Sculpture by the Sea has been one of the best known and most successful international competitive sculpture exhibitions in the world for more than 10 years. I have known about it as an opportunity for a long time, but it was only when I decided to propose an installation that I realized my chance to participate. Because I was not in a position to finance shipping one of my large-scale steel or cast iron sculptures to Australia as an entry to the exhibition, I designed an installation, which could be made of survey flags. Shipping 6,000 flags to Sydney was expensive but possible! I was delighted and encouraged when my request for support from Presco was met with the donation of all the flags that I needed for the installation! I have used Presco flags for several years to make installations but I had never done one at this scale. After researching suppliers on-line I found Presco to have the best quality, prices, services and delivery. No other supplier had as extensive a range of flags, printing options and customer service.
My installation at Sculpture by the Sea –Bondi was inspired by a research trip that my wife Catherine and I took to Australia in 2009. We started our travel in Cairns, where we went to the Great Barrier Reef, spent another day in the Rain Forest and then flew to Alice Springs. Our visit to the heart of Australia, especially exploring Uluru, the great red rock that is sacred to the indigenous people, was the highlight of the trip. We also explored Sydney, visited Canberra and spent a day in the Blue Mountains. The center of this vast continent is often referred to as “ the Red Center”. Our experience confirmed the accuracy of this title and that became the scheme for my installation. “Red Center” was composed of concentric rings of alternating red and yellow survey flags with the innermost rings comprised solely of red flags.

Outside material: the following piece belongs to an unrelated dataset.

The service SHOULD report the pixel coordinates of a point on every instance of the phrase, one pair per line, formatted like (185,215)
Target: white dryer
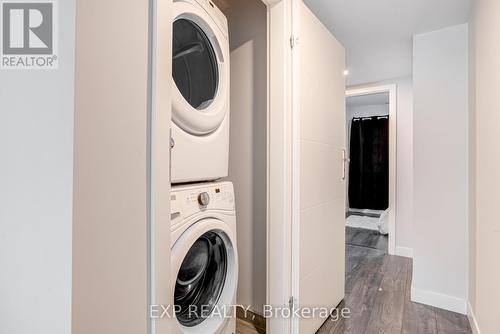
(200,92)
(204,258)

I was a bit surprised by the complexity and extent of the logistical and safety issues that Sculpture by the Sea raised in regard to my installation. Many e-mails and even several telephone calls resolved many of the questions but for some reason the survey flags were seen as a possible maintenance problem for a show being staged over almost three weeks. All remaining concerns were answered when, on the third day of the exhibition, a terrific storm blew in from the sea and several sculptures were literally blown down. I made my way to “Red Center” at first light and discovered that a few dozen flags had been bent down by the wind. It took less than an hour to make things right again and I never heard another word about maintenance issues!